While most of the women interviewed reported that finances were not openly discussed in their families during their childhood, they also remembered their parents encouraging them to open savings accounts, and set rules for saving paychecks or birthday money. In view of this contradiction, Shobe and Christy-McMullin suggest IDA programs could incorporate content in their economic education materials that would teach parents how to help their children learn to develop assets.
One barrier the women cited was the conflict between their need to save money and their desire to spend it on activities related to their children, such as recreation or buying toys. Shobe and Christy-McMullin’s article recommends that IDA programs support the need for families to have fun while saving money by providing information about free or inexpensive activities in the community, or even by putting together such activities on a regular basis.
An IDA program Christy-McMullin worked with in Kansas City held quarterly activities, which families could attend free or by bringing a potluck dish. She found that communication with participants went a long way toward helping the program develop activities the families would enjoy.
“One thing they can do is ask the participants what they would like to do,” Christy-McMullin pointed out. “That way they at least know what the participants want. They can get all kinds of good ideas just by asking.”
The women interviewed in the study also reported difficulty managing the cost of auto maintenance and transportation. The participants often had to forgo paying their monthly bills in order to have their vehicles repaired. IDA programs could help participants overcome this barrier by having resources and referrals within the community to assist these needs, or implementing policies that would allow savings goals to include purchasing cars.
The researchers advocate more flexible rules for savings and withdrawal options that would better suit individual families’ circumstances and unexpected expenses. Examples of this include decreasing early withdrawal penalties, offering additional economic education classes, decreasing the age limit from 18 to include youths, and increasing the match rate for the working poor.

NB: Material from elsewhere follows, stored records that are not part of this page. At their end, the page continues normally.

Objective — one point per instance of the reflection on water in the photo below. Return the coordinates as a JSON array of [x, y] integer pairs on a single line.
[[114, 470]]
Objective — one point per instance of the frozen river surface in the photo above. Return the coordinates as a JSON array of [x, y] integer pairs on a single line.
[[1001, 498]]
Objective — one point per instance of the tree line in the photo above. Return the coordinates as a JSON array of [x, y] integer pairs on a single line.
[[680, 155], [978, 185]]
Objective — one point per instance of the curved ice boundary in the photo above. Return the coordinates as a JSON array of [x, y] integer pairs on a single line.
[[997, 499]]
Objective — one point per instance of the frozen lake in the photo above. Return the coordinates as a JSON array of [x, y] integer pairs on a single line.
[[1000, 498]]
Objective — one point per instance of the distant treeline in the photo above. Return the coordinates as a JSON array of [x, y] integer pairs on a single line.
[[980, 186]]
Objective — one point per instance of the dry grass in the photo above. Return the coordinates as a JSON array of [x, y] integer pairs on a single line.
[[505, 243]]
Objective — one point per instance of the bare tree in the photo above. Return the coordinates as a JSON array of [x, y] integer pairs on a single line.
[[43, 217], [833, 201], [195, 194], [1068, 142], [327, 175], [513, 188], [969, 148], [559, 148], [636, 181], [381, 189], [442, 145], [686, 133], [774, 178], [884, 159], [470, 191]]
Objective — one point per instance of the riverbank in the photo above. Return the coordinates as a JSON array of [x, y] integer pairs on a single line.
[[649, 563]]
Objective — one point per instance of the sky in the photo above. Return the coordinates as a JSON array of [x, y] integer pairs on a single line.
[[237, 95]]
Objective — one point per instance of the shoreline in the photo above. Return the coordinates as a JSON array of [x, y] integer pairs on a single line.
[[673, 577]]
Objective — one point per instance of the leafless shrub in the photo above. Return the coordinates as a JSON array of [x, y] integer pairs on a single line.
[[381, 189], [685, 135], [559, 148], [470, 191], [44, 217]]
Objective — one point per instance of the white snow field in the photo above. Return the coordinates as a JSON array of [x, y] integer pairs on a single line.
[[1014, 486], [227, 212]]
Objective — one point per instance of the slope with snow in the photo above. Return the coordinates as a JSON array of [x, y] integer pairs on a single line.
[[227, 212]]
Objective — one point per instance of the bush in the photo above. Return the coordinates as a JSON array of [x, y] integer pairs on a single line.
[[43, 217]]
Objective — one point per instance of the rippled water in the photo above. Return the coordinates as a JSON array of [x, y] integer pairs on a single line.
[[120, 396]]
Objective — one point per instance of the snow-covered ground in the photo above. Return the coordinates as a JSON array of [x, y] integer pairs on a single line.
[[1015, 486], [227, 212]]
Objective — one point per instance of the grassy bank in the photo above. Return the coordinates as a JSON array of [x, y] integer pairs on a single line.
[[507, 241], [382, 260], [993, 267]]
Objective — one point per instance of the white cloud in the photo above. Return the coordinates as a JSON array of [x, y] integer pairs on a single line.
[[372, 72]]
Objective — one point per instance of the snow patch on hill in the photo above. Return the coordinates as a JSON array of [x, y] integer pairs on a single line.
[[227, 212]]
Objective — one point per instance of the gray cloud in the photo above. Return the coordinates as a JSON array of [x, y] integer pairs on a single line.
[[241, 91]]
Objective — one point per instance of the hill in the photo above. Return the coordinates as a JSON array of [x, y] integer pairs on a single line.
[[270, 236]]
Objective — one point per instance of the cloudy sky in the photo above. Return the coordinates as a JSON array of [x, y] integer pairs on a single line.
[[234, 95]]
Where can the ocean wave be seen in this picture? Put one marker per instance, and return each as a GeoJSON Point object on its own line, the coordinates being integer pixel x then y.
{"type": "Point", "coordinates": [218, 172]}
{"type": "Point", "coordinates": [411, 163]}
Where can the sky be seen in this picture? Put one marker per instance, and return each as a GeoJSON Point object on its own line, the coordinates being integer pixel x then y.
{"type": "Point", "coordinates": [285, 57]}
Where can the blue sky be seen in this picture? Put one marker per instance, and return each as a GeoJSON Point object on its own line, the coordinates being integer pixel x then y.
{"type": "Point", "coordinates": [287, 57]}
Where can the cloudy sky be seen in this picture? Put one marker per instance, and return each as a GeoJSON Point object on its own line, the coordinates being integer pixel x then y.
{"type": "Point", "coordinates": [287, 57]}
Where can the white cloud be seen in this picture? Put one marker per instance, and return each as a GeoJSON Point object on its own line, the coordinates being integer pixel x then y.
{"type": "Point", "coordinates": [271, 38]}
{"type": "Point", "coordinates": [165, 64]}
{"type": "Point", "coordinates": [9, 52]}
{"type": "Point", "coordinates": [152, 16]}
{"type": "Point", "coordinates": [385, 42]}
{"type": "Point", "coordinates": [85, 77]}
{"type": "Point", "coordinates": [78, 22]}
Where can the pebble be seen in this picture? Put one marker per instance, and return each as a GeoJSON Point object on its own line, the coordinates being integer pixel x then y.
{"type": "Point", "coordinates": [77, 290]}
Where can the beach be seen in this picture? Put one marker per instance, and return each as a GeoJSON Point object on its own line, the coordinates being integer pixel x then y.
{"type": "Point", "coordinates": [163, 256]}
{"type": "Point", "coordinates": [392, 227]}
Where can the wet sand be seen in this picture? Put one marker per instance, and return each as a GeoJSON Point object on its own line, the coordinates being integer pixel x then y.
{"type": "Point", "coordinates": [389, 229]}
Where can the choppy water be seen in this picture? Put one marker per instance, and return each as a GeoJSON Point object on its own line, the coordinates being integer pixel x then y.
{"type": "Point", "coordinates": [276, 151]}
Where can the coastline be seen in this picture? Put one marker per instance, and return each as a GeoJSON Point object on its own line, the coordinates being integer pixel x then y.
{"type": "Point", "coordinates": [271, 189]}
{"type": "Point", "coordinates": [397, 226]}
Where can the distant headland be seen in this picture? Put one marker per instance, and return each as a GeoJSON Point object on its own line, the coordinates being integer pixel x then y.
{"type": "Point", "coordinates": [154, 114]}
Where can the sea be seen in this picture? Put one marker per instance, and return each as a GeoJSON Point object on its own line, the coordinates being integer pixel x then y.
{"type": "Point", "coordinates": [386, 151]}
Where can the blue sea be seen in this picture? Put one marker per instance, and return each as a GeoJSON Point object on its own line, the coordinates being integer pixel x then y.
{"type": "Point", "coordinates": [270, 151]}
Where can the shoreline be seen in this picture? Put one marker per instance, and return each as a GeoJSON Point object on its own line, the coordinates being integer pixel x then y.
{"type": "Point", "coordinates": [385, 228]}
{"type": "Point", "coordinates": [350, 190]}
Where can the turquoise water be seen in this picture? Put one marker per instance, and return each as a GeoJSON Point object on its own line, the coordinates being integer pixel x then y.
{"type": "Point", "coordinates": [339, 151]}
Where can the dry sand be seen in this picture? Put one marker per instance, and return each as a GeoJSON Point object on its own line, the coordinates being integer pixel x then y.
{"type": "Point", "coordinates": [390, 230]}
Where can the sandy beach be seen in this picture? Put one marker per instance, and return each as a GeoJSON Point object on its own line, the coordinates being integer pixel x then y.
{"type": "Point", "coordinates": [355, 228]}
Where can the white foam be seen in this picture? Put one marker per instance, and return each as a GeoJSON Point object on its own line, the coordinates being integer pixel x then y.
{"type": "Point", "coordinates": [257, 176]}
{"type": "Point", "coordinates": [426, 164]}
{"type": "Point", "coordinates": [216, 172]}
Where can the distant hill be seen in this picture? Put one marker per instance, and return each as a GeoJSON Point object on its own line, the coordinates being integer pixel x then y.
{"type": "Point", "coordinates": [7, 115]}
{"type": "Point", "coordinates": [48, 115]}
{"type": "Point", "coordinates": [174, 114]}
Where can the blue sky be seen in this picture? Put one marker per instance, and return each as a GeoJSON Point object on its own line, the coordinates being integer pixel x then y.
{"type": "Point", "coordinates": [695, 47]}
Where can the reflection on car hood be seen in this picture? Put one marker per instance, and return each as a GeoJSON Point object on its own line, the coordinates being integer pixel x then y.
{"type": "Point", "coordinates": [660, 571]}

Shobe and Christy-McMullin’ urged social workers to advocate for increased funding in asset-building policies, such as Assets for Independence Act and increased political support for more universal IDA policies.
The researchers hope some of the more striking findings revealed by the interviews can help debunk myths about low-income individuals.
“People think poor people are different than other people, but the big lesson is that these stories were similar,” Christy-McMullin said. “It’s not about them being inadequate, as much as it is about a lack of support and resources in the community.”
She pointed out that the women were not necessarily poor as children.
“More often, it was through some other circumstance, such as domestic violence or teen pregnancy, that they became poor,” she said.
While most research into IDA programs has been done on the amount of savings, characteristics of the programs and the types of assets purchased, future research should examine the relationship among matching funds, savings patterns and purchases of assets. Given the small sample studied in Shobe and Christy-McMullin’s research, they also recommend that further research incorporate larger, random samples and examine whether the programs and policies work better for one population than for another.